Gentlemen, you’ve caught yourself more than once gawking at those scantily clad, buxom beauties who dance shimmies near the end zone and show more bust than Ryan Leaf in a fan promotion while flashing more bum than Warren Moon.
Cheerleaders have intrigued me for so long, but who’s the lucky Joe who came up with this stroke of genius?
The first cheerleader was actually a dude. University of Minnesota football fan Jack Campbell came up to the plate and started leading the crowds’ cheers in a game in 1898. The Golden Gophers’ also used gymnastics and tumbling in their cheers. Other schools and institutions created now famous cheering devices but women didn’t actively participate until the 1920s.
So booty and brawn didn’t come together until much later. If you’re sitting in another boring lecture, get up and pick that sweaty crease that’s lodged in the most uncomfortable and forbidden of all places. You’ll be glad you did, and you’ll be glad to hear that men didn’t take over everything about football.
Men dominated cheerleading until World War II, when women started taking over the sidelines. The Baltimore Colts in the 1960s became the first professional team to hire cheerleaders. But the big hit arrived during Super Bowl X in 1976 when the Dallas Cowboys’ cheerleaders dropped jaws everywhere by dancing in their skimpy blue and white outfits. Pro sports teams caught on like Peyton Manning to Marvin Harrison. Because of the Dallas Cowboys’ cheerleaders, remote hogs, coach fiends and field goal kickers are all, if not better, surely happier men.

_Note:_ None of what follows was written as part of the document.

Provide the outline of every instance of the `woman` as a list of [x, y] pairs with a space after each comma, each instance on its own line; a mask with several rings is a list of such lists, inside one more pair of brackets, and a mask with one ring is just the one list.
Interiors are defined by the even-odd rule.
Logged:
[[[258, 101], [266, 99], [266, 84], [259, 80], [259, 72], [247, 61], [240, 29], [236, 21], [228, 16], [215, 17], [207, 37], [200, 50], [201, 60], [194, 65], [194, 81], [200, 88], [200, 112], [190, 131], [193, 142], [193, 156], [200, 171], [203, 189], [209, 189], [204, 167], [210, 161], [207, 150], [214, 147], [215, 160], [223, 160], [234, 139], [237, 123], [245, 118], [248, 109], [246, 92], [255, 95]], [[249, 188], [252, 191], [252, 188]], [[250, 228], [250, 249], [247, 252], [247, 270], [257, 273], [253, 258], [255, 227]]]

So when you watch the AFC Conference Championship game this weekend, and you can’t be riveted watching Eddie George of the Tennessee Titans huff and puff his way to two and a half yards, find out how many Raiderettes you can spot on the tube before the next commercial.
If you’re irritated of witnessing Tampa Bay Bucs coach Jon Gruden’s smirking mug next to Chucky’s, then scan the field for lunatic Eagles fan Birdman egging on a female streaker at Philadelphia’s Vet in the NFC contest.
And if you’re like me, you’ll wonder how so much can be made of so little.